The Glories of Ancient Rome

Welcome to The Arts Society Brussels asbl
Wednesday, November 13, 2024 - 20:00
Online Event

Rome, as we all know, was not built in a day. It took centuries to construct the eternal city and Rome's glorious monuments.

Monument in Latin means remembrance and all the temples, baths, arches, theatres, arenas and stadiums, and their specific functions had another broader purpose - to glorify the Emperors that built them. From Augustus and Nero to Hadrian and Constantine, we'll look at these eternally fascinating rulers the good, the bad and the downright mad, finding out how and why these monuments were built, and their impact on the people and city. We'll also learn the often sad story of why they look like they do now.

It is sometimes hard to see beyond the ruins of today, so using masterpieces of Roman art and beautiful reconstructions and with the Emperors as our guides, we'll go on a journey through Rome in its golden prime. From the splendid civic hubs of the great imperial Forums to the beautiful, soaring temples of the gods, the dazzling gleam of marble and mosaic in the great public baths and the roar of the crowds at the Circus Maximus and the Colosseum.

THE ARTS SOCIETY ACCREDITED LECTURER

Dr Paul Roberts

Dr Paul Roberts is Head of the Department of Antiquities at the Ashmolean Museum of Art and Archaeology, Oxford University. 

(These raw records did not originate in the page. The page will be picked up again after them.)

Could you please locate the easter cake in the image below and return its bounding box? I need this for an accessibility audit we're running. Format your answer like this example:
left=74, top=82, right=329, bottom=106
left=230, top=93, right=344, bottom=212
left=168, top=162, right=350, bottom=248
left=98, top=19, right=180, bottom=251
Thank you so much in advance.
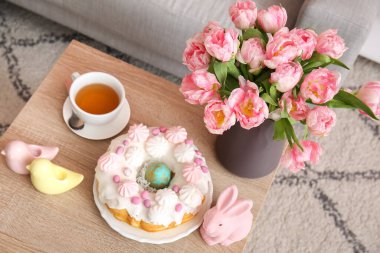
left=94, top=124, right=212, bottom=232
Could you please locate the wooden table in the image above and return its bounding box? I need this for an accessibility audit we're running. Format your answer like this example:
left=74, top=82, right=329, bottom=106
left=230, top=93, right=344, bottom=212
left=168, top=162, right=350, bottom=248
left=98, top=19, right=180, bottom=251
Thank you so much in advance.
left=0, top=41, right=278, bottom=253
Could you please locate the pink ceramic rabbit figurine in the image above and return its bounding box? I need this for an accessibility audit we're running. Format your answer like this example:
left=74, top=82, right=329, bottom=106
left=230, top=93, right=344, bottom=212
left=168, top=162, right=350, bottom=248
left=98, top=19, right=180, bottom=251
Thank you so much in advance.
left=200, top=185, right=253, bottom=246
left=1, top=140, right=59, bottom=174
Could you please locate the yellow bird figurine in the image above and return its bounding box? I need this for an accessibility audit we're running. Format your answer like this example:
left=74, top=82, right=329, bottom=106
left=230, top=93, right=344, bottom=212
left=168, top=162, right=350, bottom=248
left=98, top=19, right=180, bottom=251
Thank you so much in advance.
left=26, top=158, right=84, bottom=195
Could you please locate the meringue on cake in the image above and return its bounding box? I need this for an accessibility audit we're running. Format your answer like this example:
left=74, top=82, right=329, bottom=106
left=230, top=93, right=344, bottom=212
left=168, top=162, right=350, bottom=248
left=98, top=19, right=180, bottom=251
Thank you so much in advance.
left=94, top=124, right=212, bottom=232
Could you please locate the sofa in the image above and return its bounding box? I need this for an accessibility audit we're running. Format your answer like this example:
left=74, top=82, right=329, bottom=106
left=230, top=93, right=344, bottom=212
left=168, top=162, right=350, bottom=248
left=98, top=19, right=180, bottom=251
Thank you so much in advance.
left=7, top=0, right=380, bottom=80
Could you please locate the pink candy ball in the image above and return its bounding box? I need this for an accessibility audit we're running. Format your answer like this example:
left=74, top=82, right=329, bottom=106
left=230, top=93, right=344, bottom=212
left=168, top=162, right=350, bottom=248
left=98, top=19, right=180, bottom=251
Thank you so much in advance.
left=195, top=150, right=202, bottom=156
left=122, top=139, right=129, bottom=146
left=194, top=158, right=203, bottom=165
left=201, top=166, right=209, bottom=173
left=115, top=146, right=124, bottom=155
left=159, top=126, right=167, bottom=133
left=113, top=175, right=120, bottom=183
left=185, top=139, right=193, bottom=145
left=175, top=203, right=182, bottom=212
left=172, top=185, right=180, bottom=193
left=131, top=196, right=141, bottom=205
left=152, top=128, right=160, bottom=136
left=143, top=199, right=152, bottom=208
left=141, top=190, right=149, bottom=199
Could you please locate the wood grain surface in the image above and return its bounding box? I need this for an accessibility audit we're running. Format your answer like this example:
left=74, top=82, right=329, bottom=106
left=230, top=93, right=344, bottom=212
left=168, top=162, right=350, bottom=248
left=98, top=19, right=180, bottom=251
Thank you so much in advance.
left=0, top=41, right=279, bottom=253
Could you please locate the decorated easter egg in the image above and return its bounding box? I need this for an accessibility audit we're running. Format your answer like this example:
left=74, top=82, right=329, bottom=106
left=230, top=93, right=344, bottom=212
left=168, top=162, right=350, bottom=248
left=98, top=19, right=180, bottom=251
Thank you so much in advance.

Paul has been a lecturer with the Arts Society/NADFAS for over twenty years, has travelled extensively to societies across the UK, and has also lectured on numerous cruises in and around the Mediterranean. Like all of us, he enjoys the immediate contact of face to face meetings, but is happy to provide online lectures if desired. 

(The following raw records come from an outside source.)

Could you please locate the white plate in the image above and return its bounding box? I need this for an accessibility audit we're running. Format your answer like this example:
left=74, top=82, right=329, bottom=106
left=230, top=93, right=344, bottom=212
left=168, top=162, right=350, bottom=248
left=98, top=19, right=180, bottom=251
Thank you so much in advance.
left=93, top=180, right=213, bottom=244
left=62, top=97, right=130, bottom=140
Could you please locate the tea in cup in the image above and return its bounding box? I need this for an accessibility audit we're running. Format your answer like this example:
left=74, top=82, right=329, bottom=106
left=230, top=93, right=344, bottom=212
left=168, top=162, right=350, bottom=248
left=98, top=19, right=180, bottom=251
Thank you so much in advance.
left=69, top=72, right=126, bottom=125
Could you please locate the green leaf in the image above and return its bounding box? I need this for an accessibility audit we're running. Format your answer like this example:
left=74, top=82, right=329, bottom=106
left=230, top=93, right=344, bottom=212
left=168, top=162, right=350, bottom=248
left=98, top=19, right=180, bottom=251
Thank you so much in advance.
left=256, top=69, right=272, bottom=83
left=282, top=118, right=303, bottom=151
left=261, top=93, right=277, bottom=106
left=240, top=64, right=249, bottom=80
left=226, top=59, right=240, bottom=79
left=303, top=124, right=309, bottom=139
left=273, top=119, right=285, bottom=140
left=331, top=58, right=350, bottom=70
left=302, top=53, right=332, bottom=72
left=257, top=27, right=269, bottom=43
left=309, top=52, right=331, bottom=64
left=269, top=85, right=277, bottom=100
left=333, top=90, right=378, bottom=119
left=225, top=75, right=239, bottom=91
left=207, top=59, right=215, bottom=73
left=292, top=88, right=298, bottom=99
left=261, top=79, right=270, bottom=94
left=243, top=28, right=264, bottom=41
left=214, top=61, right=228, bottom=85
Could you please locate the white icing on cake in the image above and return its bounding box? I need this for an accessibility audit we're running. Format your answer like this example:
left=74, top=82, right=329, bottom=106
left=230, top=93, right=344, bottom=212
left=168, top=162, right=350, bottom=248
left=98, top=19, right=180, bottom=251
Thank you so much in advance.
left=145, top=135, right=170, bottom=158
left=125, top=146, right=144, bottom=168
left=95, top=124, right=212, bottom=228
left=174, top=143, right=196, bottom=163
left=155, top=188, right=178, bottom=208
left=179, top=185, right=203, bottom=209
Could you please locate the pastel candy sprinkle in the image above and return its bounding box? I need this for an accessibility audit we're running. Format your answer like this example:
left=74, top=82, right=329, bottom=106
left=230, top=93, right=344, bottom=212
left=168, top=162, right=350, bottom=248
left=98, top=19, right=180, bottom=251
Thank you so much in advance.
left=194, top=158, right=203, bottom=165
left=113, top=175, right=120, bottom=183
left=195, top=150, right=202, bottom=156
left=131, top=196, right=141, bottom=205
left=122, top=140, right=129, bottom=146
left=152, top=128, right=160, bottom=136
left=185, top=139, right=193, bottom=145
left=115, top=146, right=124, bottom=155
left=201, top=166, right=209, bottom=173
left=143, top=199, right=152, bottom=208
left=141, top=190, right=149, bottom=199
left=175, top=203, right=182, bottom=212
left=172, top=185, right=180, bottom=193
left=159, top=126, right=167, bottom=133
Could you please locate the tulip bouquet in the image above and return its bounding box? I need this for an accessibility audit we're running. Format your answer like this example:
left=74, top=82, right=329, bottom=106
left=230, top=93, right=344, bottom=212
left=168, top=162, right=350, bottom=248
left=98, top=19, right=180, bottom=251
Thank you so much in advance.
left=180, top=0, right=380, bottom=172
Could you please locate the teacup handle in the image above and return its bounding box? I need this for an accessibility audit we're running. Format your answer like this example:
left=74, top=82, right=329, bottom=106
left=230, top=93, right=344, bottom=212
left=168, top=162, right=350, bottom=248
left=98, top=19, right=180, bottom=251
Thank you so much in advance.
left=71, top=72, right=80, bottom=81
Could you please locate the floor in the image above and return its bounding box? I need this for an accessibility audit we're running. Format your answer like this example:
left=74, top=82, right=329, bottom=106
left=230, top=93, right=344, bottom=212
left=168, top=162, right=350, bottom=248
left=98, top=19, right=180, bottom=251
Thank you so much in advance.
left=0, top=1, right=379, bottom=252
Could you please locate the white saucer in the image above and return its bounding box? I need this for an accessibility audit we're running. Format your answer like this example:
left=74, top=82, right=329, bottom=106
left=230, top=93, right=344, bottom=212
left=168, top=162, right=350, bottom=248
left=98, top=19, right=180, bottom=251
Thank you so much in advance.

He studied Classics at the University of Cambridge, and Classical Archaeology at the Universities of Sheffield and Oxford.  He then lived in Italy for several years, teaching and researching.  He has travelled throughout the former lands of the Roman Empire, from Britain to Syria, and has excavated in Britain, Greece, Libya, Turkey and in particular Italy, where he is currently working on a Roman Villa in the Molise region of the Central Apennines. His research focuses on the daily life of ordinary people in the Greek and Roman worlds, and he has written books and articles on Greek and Roman daily life, Pompeii and Herculaneum, Sicily, Roman Emperors, mummy portraits, and Greek and Roman ceramics and glass. He is now writing a guide to the monuments and Emperors of ancient Rome.  

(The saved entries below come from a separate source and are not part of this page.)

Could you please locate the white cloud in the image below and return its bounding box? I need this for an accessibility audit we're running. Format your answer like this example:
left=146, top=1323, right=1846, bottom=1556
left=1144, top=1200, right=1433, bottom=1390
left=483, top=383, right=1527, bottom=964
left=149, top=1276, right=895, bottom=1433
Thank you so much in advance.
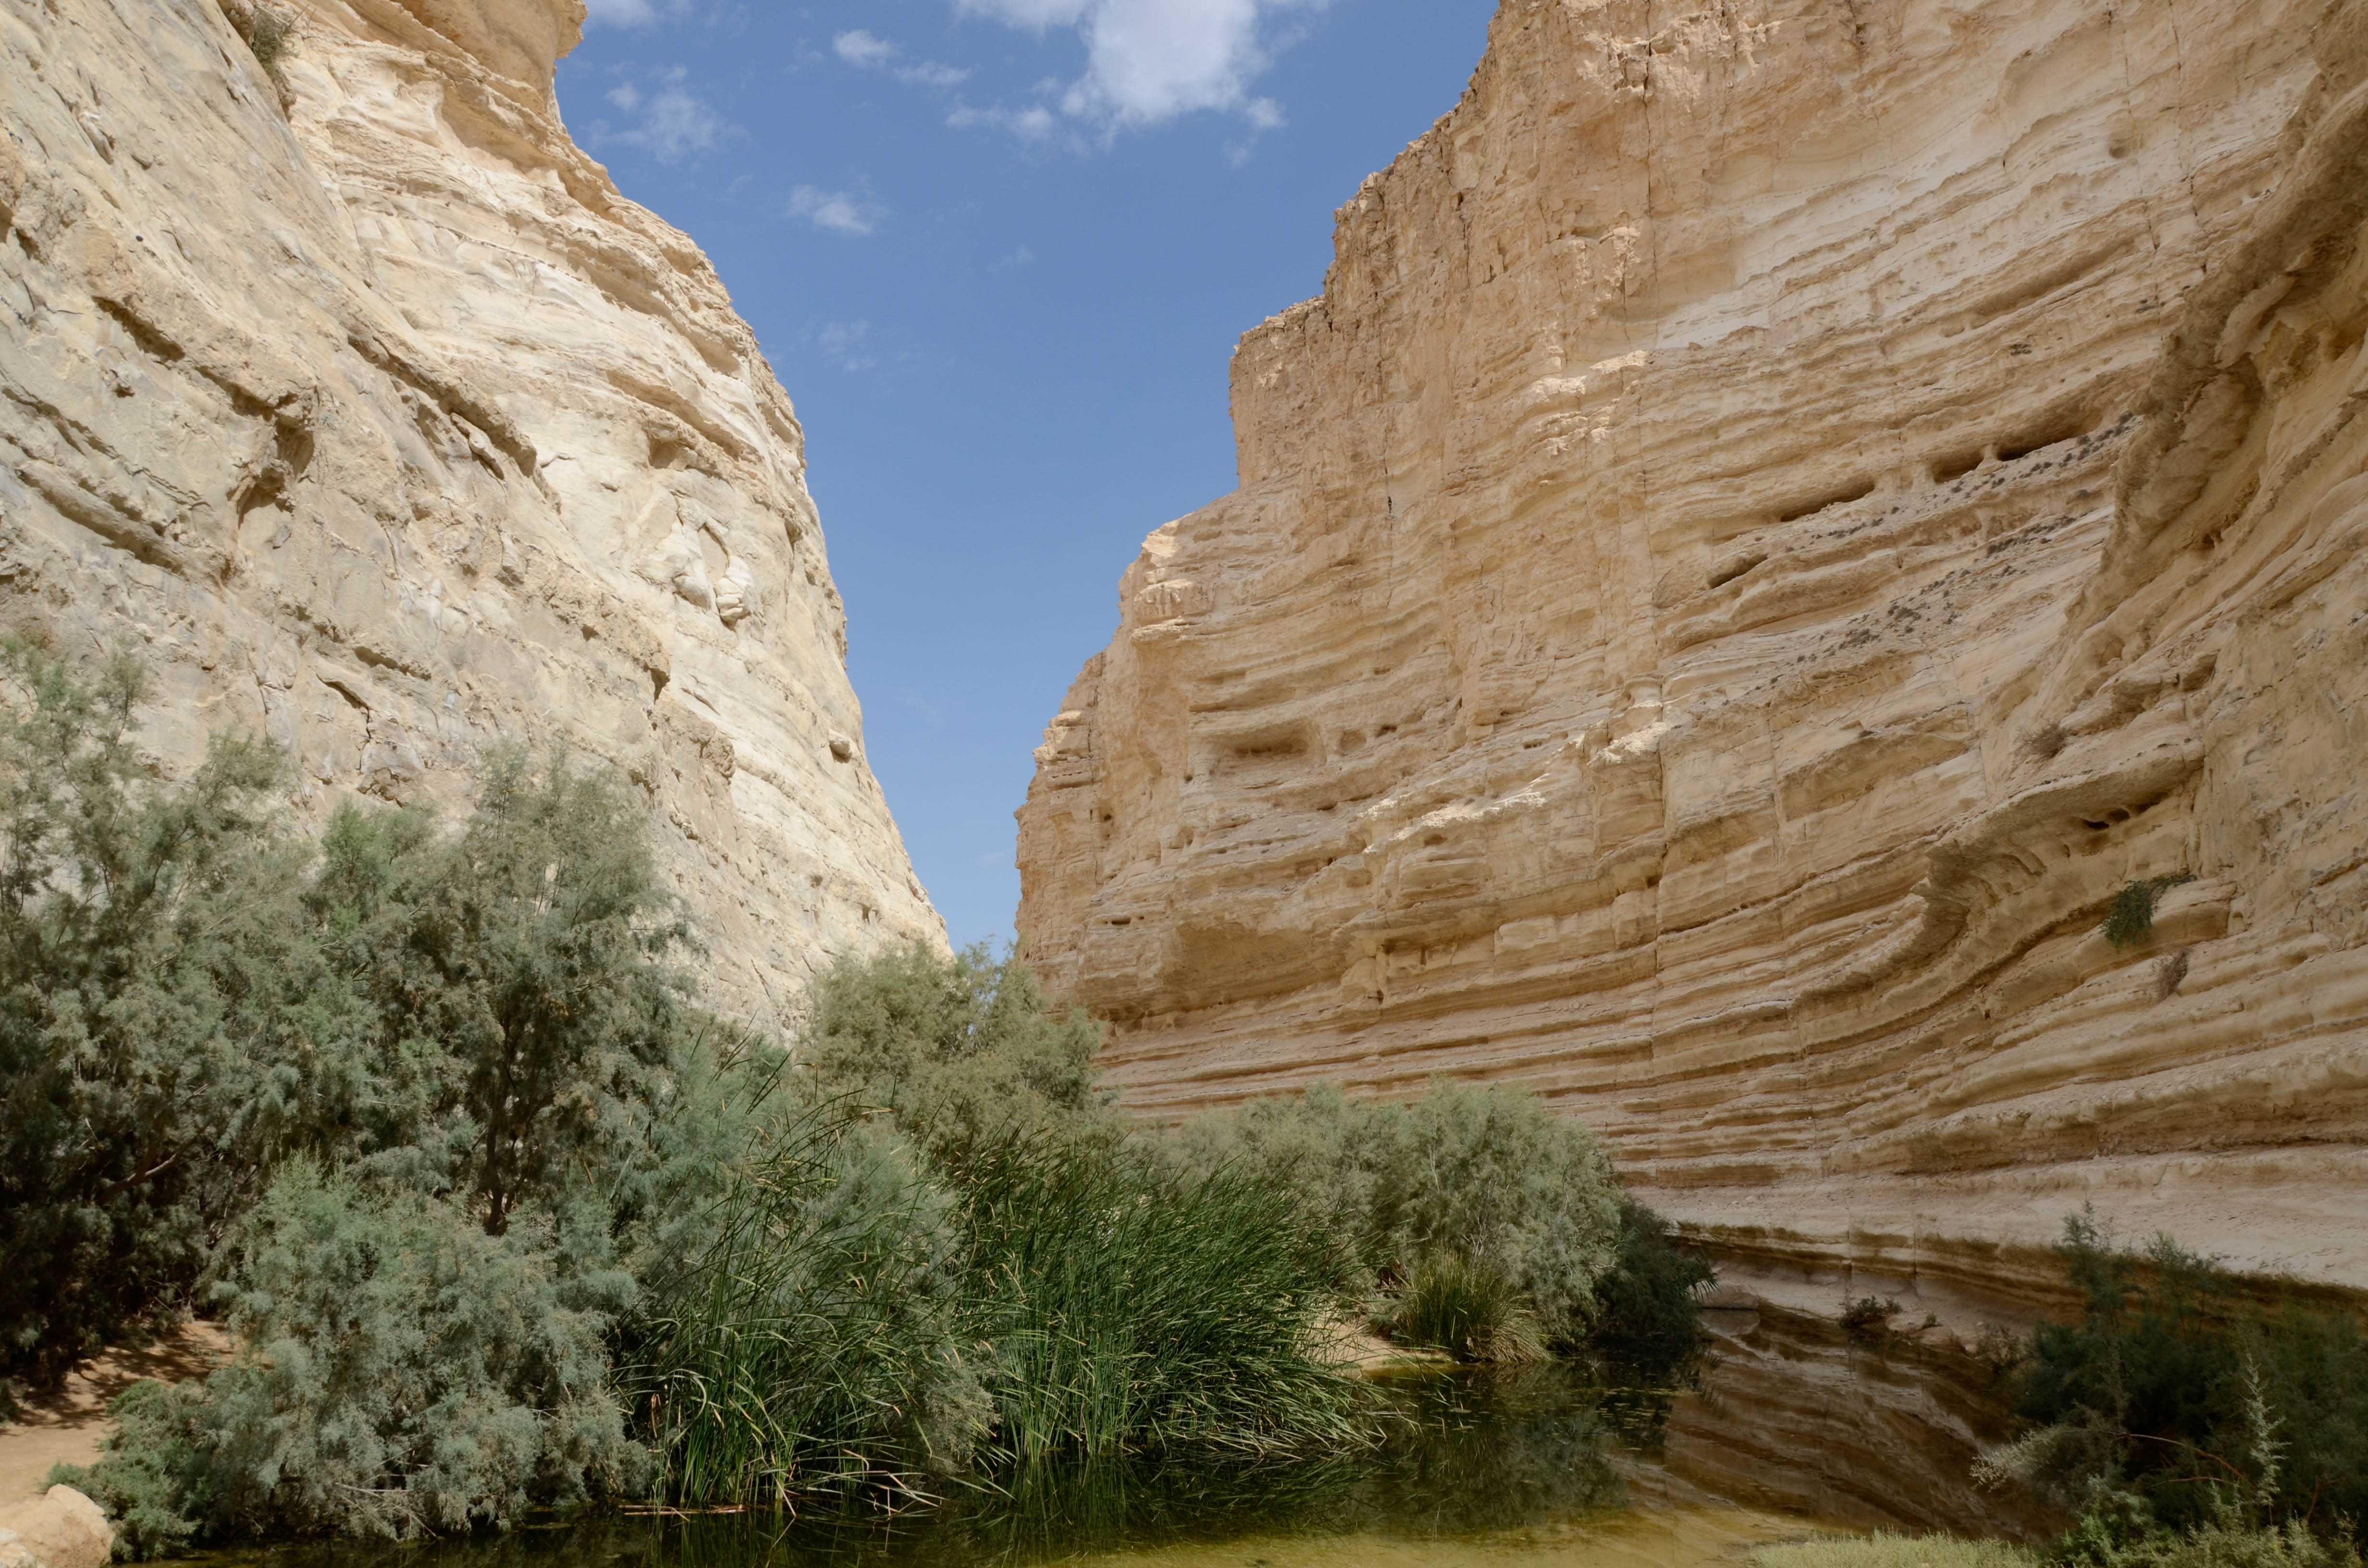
left=833, top=29, right=899, bottom=67
left=946, top=101, right=1060, bottom=140
left=583, top=0, right=683, bottom=24
left=954, top=0, right=1321, bottom=132
left=900, top=60, right=973, bottom=87
left=788, top=185, right=884, bottom=237
left=816, top=320, right=877, bottom=371
left=835, top=28, right=974, bottom=87
left=602, top=69, right=720, bottom=162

From 1994 to 2015 he was Senior Roman Curator in the Greek and Roman Department at the British Museum, where he curated the exhibition Life and Death in Pompeii and Herculaneum (2013). Arriving in the Ashmolean Museum, Oxford in 2015, he co-curated Storms, War and Shipwrecks: Sicily and the Sea (2016) telling the history of Sicily through shipwreck finds. Most recently (2019/20) at the Ashmolean he curated Last Supper in Pompeii, a tribute to the Roman love affair with food and wine.